I have learned that acceptance has to come from within. I'm embarrassed at the amount of times I've found myself looking to someone else to find some sort of validation. Either in the form of a text or a Instagram like, I'm so tired of feeling like that's the only way I can feel loved. I've found love is more three-dimensional than that. It comes from the kind words I received during my critique last week, it comes from realizing how much an old friend meant to you and how blessed you are that they're back in your life, it comes from the watching my Grandpa lovingly look at my mom while she talks, it comes from picking strawberries and smelling them in the spring breeze, it comes from seeing my Grandma provide a safe place for new family to stay, it comes from an embrace in church asking how you're doing, it comes from letting music flow through your veins, it comes from looking at old jewelry in an antique store. I know this phrase is overused, but it's the little things that mean the most. The little things that, in my case, do not involve technology. 

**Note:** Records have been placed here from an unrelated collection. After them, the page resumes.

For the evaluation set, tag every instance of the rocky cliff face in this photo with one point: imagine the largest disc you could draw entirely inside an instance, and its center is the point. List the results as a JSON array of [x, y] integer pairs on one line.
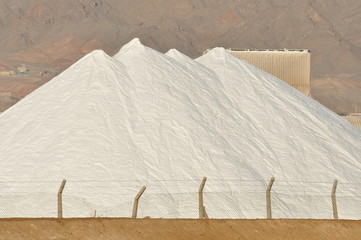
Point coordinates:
[[54, 34]]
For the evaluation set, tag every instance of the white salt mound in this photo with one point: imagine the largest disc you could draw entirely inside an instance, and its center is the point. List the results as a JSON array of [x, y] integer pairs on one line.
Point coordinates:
[[165, 121]]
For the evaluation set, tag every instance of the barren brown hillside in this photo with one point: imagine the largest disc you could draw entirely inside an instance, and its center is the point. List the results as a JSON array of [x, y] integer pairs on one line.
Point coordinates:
[[53, 34]]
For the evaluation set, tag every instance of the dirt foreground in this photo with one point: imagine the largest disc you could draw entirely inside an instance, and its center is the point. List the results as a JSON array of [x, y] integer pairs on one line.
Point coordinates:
[[155, 229]]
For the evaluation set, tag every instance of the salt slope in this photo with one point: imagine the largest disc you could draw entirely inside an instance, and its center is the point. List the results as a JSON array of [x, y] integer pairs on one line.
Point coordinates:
[[72, 127], [305, 140]]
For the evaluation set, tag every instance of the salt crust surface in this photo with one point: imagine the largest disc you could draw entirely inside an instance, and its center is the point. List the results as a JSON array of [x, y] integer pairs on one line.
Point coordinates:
[[147, 118]]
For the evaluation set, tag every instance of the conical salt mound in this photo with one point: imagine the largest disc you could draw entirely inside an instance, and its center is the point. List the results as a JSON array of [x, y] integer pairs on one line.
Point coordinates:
[[111, 125], [313, 142]]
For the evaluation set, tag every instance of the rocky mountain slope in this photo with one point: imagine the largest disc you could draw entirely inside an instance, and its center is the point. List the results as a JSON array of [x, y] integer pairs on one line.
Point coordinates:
[[54, 34]]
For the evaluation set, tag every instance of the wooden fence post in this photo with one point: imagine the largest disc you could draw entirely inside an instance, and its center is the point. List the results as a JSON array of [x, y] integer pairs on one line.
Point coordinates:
[[60, 199], [136, 200], [268, 198], [200, 199], [333, 196]]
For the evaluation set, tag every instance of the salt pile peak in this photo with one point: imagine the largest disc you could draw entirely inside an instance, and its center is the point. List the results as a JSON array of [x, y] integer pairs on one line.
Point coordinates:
[[269, 103]]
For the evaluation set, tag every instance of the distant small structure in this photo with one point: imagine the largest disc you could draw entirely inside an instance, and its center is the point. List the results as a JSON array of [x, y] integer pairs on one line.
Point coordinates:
[[290, 65], [354, 119], [7, 73]]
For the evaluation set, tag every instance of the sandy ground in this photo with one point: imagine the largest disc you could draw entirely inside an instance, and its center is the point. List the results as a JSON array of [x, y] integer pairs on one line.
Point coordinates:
[[152, 229]]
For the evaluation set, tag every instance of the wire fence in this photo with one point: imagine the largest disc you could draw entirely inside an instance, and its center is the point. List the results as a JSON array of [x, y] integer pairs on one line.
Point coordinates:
[[221, 199]]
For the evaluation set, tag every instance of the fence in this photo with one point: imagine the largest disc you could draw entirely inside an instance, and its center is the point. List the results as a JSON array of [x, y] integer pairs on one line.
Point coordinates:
[[170, 199]]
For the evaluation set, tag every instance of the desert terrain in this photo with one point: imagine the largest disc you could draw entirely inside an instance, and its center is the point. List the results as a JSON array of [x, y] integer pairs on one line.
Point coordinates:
[[97, 228], [54, 34]]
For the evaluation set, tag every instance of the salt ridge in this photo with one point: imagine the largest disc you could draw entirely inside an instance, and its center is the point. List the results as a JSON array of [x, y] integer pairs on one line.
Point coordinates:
[[146, 118]]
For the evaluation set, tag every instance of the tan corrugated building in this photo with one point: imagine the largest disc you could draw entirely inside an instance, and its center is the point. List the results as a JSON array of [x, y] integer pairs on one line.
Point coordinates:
[[291, 66], [354, 119]]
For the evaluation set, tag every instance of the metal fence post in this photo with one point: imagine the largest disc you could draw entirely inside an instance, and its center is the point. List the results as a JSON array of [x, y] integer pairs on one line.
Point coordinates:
[[268, 198], [333, 196], [60, 199], [136, 200], [200, 199]]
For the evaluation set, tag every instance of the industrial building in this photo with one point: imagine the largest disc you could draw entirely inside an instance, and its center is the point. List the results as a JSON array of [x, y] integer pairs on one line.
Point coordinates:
[[291, 66]]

I'm also learning that the things I like to do and the person I am aren't weird or stupid. My counselor tells me almost every visit, "You are Rachel." As simple as that sounds, it grounds me. I know who I am, even if other people don't. I know what I like and I know the type of person I am. I am Rachel, and there is nothing wrong with me. I'm a human and I'm learning everyday. 

I am working on myself, I'm still in the middle of counseling and am hopeful I will be as close to carefree as I can be soon. I still want to help others. I still want to make people happy. But I really need to focus on my own happiness for a while. I know I've tried this many times before and I've failed. But tomorrow is a brand new day.